[Date Prev][Date Next][Thread Prev][Thread Next]
- Subject: Re: Should Lua be more strict about Unicode errors?
- From: Dirk Laurie <dirk.laurie@...>
- Date: Sat, 5 Sep 2015 15:41:26 +0200
2015-09-04 23:23 GMT+02:00 Jay Carlson <email@example.com>:
> I’ll still take the INTERNET STANDARD over some Wikipedia page
> as my appeal to authority.
Oh, sure. Just like some of the abstruse discussions involving
various C standards that we've had here. Someone once
called me a language lawyer on this list, but I humbly doff my
cap to my superiors.
> If you have requirements for UTF-8-like string handling which
> require non-standard behavior, please call the derived format
> something else. “UTF-8” really does mean something.

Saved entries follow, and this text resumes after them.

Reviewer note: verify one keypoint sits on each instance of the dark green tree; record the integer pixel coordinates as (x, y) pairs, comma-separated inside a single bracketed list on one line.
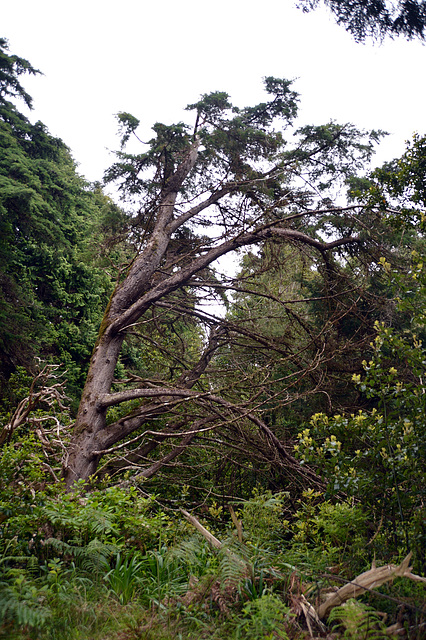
[(51, 288), (376, 18), (230, 182)]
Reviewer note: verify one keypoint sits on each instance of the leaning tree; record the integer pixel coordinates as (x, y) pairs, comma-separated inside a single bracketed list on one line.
[(229, 182)]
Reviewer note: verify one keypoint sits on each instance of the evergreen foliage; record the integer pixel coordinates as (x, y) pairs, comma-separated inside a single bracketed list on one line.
[(114, 558)]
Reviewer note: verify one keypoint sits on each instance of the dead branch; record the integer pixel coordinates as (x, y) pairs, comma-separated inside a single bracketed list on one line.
[(371, 579)]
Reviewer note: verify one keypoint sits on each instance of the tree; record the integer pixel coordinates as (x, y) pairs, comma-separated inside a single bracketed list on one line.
[(376, 18), (52, 291), (377, 454), (230, 182)]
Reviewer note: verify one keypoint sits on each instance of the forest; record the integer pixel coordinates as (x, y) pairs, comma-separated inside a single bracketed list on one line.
[(212, 386)]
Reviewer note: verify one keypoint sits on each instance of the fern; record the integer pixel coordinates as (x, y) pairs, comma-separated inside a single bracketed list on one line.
[(93, 557), (359, 621), (22, 604)]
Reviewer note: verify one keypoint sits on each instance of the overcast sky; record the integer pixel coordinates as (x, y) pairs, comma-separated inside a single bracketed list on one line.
[(153, 58)]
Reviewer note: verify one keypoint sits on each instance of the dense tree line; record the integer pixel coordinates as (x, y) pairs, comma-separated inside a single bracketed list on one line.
[(286, 391)]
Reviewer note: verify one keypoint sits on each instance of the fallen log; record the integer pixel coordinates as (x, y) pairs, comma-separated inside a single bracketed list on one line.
[(371, 579)]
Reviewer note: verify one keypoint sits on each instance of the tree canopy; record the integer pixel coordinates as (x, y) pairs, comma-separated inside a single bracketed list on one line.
[(376, 18), (251, 435)]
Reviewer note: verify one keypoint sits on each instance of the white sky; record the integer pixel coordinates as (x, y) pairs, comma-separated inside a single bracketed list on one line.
[(151, 59)]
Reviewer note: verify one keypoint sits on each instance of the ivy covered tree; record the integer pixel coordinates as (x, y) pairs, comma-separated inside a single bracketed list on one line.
[(230, 182), (51, 289)]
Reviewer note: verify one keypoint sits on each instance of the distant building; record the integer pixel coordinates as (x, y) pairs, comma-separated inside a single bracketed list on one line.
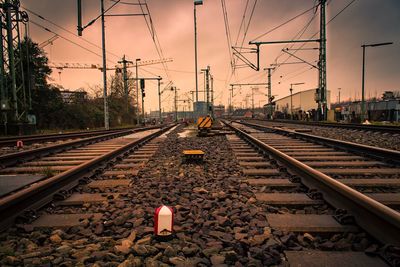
[(219, 110), (385, 109), (301, 101), (73, 96)]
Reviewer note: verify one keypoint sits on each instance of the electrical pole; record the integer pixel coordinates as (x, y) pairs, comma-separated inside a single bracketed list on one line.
[(231, 100), (322, 105), (103, 42), (196, 2), (207, 73), (137, 93), (212, 95), (176, 103), (125, 77), (252, 99), (159, 100), (269, 95), (143, 95)]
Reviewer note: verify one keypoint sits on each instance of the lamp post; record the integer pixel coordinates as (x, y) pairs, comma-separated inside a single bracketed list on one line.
[(159, 99), (291, 99), (137, 93), (196, 2), (363, 76)]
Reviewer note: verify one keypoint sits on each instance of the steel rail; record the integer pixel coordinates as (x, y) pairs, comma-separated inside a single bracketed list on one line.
[(388, 155), (41, 193), (7, 160), (29, 139), (382, 222), (363, 127)]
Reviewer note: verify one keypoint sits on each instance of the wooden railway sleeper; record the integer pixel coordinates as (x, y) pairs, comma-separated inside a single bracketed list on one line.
[(294, 179), (343, 217), (84, 180), (314, 194), (26, 217), (61, 195)]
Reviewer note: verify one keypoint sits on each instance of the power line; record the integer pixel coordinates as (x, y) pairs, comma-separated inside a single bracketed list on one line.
[(334, 17), (66, 30), (227, 32), (242, 22), (154, 36), (68, 40), (284, 23), (297, 36), (248, 24)]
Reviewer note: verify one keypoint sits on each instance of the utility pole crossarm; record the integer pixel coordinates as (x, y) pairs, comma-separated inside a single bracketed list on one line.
[(286, 42), (302, 60), (247, 84)]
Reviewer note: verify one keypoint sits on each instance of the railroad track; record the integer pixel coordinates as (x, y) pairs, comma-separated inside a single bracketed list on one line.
[(351, 126), (30, 139), (266, 157), (30, 179), (237, 207)]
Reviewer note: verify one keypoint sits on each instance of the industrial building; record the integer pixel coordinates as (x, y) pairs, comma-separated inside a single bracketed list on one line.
[(300, 101)]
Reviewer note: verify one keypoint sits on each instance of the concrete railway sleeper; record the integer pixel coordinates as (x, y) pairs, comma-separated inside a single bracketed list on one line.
[(237, 207), (30, 185), (358, 209)]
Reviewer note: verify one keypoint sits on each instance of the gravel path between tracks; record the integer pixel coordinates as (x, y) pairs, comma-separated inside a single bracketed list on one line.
[(217, 221), (14, 149), (370, 138)]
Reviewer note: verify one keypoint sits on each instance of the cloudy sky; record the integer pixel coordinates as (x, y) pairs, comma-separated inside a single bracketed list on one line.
[(364, 21)]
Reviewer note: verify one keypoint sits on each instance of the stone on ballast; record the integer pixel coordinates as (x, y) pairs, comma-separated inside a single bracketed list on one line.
[(64, 249), (125, 247), (217, 259), (144, 241), (55, 239)]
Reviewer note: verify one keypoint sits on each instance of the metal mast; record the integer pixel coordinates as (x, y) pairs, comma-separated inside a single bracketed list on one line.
[(322, 107), (103, 42), (12, 82)]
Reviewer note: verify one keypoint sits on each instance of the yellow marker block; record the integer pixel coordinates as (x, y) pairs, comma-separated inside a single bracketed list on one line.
[(204, 122), (193, 154)]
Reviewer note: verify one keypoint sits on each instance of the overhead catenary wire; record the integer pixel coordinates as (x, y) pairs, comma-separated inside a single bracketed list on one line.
[(284, 23), (330, 20), (68, 40), (154, 36), (66, 30)]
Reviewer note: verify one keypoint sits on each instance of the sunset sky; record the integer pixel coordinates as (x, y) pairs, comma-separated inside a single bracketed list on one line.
[(364, 21)]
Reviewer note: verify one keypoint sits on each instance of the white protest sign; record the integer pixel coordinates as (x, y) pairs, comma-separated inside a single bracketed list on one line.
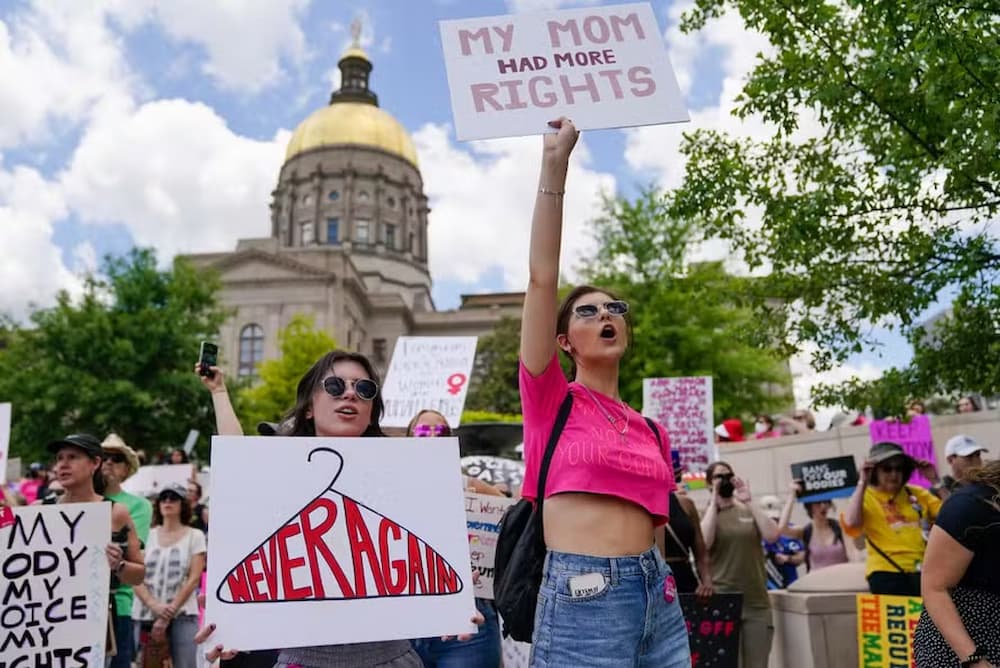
[(54, 593), (4, 439), (604, 67), (149, 480), (428, 372), (684, 407), (482, 515), (325, 541)]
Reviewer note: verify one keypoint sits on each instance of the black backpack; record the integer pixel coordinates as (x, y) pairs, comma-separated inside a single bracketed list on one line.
[(520, 552)]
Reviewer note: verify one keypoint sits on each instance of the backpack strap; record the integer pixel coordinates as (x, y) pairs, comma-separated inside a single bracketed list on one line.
[(550, 448)]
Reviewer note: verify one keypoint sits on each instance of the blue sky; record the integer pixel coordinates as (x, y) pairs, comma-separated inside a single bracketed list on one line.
[(164, 124)]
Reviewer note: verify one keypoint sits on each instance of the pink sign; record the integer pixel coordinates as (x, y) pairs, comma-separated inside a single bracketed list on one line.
[(684, 407), (915, 437)]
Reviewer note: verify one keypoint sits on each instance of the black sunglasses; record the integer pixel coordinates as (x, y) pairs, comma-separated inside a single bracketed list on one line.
[(365, 388), (616, 308)]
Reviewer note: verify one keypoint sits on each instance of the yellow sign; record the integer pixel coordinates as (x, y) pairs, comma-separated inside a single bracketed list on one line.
[(885, 630)]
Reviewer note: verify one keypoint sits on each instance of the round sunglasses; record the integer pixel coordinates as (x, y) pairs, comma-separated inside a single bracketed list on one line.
[(617, 308), (365, 388)]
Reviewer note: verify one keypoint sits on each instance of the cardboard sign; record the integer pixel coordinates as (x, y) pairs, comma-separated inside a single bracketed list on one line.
[(885, 630), (482, 517), (825, 479), (915, 436), (604, 67), (54, 590), (4, 439), (149, 480), (494, 470), (326, 541), (428, 372), (684, 407), (714, 629)]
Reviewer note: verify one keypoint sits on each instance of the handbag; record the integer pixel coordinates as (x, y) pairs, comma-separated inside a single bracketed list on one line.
[(520, 551)]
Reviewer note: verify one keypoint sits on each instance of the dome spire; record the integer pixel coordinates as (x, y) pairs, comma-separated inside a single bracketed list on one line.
[(355, 69)]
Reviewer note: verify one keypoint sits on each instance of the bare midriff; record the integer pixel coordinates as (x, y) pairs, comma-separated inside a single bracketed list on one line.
[(596, 525)]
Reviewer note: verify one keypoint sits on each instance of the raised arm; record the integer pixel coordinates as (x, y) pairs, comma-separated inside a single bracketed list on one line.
[(226, 422), (538, 321)]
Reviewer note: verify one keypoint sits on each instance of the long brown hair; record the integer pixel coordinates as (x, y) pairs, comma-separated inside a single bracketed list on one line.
[(312, 381)]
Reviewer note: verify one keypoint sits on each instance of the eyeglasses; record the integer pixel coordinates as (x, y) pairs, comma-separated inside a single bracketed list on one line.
[(365, 388), (617, 308), (425, 430)]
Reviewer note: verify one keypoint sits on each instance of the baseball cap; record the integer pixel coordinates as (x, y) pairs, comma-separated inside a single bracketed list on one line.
[(963, 446), (89, 444)]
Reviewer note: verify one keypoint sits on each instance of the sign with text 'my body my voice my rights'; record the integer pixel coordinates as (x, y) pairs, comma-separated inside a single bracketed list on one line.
[(54, 585), (604, 67), (428, 372)]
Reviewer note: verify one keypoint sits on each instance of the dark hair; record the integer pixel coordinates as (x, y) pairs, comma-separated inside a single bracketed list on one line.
[(416, 419), (185, 511), (711, 470), (313, 381), (565, 313)]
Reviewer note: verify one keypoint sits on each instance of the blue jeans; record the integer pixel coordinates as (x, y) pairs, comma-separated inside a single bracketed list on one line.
[(125, 640), (620, 617), (481, 651)]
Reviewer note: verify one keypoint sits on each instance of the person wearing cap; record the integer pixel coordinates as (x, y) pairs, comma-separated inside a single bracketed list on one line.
[(120, 463), (78, 468), (166, 607), (894, 517)]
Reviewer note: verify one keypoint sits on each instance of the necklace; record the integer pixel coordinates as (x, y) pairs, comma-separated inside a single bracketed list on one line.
[(611, 418)]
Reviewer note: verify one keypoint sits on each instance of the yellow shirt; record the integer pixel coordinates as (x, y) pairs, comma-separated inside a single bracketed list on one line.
[(893, 523)]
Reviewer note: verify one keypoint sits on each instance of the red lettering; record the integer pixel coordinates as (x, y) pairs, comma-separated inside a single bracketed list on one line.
[(396, 585), (313, 537), (362, 548)]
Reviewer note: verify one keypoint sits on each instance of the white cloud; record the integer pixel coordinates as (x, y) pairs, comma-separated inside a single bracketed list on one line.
[(175, 175), (482, 199)]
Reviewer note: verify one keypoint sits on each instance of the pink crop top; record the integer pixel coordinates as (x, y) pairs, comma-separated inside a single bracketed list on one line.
[(591, 455)]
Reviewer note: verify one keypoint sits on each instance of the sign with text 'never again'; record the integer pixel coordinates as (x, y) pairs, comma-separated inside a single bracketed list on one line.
[(604, 67), (325, 541)]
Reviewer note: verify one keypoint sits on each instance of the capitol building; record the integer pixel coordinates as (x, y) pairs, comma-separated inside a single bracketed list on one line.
[(348, 242)]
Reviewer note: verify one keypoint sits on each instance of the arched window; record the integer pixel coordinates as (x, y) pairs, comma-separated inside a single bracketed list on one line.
[(251, 349)]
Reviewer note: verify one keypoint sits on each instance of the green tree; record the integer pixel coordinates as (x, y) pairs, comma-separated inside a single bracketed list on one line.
[(301, 345), (687, 318), (867, 220), (118, 358)]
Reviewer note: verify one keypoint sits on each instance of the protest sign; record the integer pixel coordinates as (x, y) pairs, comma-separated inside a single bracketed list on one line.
[(604, 67), (149, 480), (713, 629), (428, 372), (825, 479), (915, 436), (885, 630), (684, 407), (4, 439), (494, 470), (321, 541), (54, 590), (482, 517)]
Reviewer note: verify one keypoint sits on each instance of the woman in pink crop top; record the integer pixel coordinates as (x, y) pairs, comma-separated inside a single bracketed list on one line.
[(607, 597)]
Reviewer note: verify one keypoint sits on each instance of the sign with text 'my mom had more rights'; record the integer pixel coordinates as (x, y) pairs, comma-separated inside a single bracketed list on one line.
[(326, 541), (603, 67)]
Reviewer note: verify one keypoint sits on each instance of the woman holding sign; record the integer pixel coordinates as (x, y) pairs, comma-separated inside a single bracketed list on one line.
[(607, 596)]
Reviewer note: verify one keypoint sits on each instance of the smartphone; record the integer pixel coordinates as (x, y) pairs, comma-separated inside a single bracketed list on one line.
[(207, 358)]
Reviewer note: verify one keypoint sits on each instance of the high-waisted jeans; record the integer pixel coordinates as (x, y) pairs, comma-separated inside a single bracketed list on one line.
[(629, 615)]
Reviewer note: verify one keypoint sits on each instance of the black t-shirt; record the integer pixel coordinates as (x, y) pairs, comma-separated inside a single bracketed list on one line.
[(971, 517)]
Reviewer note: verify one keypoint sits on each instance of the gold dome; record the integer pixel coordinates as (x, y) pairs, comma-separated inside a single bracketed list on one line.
[(352, 123)]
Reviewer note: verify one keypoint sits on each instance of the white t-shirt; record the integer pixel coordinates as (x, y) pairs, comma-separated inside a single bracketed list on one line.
[(167, 568)]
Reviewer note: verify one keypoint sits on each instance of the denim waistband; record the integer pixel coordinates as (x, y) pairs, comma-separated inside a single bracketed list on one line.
[(613, 568)]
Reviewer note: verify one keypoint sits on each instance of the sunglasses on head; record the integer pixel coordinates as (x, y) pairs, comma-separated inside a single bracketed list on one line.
[(424, 430), (616, 308), (365, 388)]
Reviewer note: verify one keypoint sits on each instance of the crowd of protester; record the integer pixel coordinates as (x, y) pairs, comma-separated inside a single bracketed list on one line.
[(620, 521)]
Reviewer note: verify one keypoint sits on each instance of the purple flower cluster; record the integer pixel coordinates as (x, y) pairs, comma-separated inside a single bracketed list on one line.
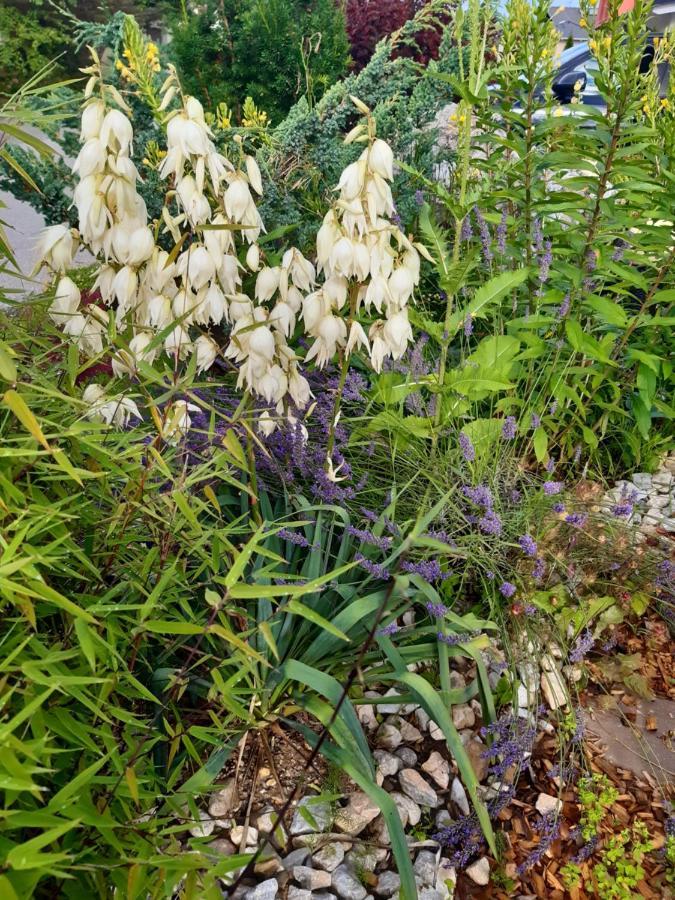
[(428, 569), (464, 837), (454, 639), (509, 428), (437, 610), (511, 740), (577, 520), (372, 568), (545, 261), (623, 510), (481, 495), (528, 545), (539, 569), (467, 448), (490, 523)]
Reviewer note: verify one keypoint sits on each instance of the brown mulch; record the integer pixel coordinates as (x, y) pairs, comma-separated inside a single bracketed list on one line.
[(640, 796)]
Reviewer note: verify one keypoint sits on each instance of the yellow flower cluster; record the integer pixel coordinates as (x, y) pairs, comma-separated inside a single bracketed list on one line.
[(128, 67), (152, 56)]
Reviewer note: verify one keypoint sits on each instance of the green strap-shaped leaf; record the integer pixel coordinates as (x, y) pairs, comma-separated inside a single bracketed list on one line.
[(330, 688), (430, 699), (399, 847)]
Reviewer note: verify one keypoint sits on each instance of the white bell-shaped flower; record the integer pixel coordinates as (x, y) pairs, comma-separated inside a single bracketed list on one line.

That has already been done: the Lua library in question is called
"utf8", not "UTF-8". I'll support the notion that the Lua manual should
be careful in its use of the precise name "UTF-8". It already mostly
is, but one could for example rephrase the description of
`utf8.charpattern`, not because the present phrasing is imprecise,
on the contrary, it very careful, but because that implicitly defines
the term "utf8 string", allowing its use elsewhere.
The pattern (a string, not a function)
"[\0-\x7F\xC2-\xF4][\x80-\xBF]*" (see §6.4.1), which matches exactly
one utf8 byte sequence. If the subject is a valid UTF-8 string, the
pattern matches a UTF-8 byte sequence.
On the other hand, my support for this is only lukewarm, and
if the Lua team thinks its target readership cannot be misled by
the documentation as it stands, I'll be equally happy.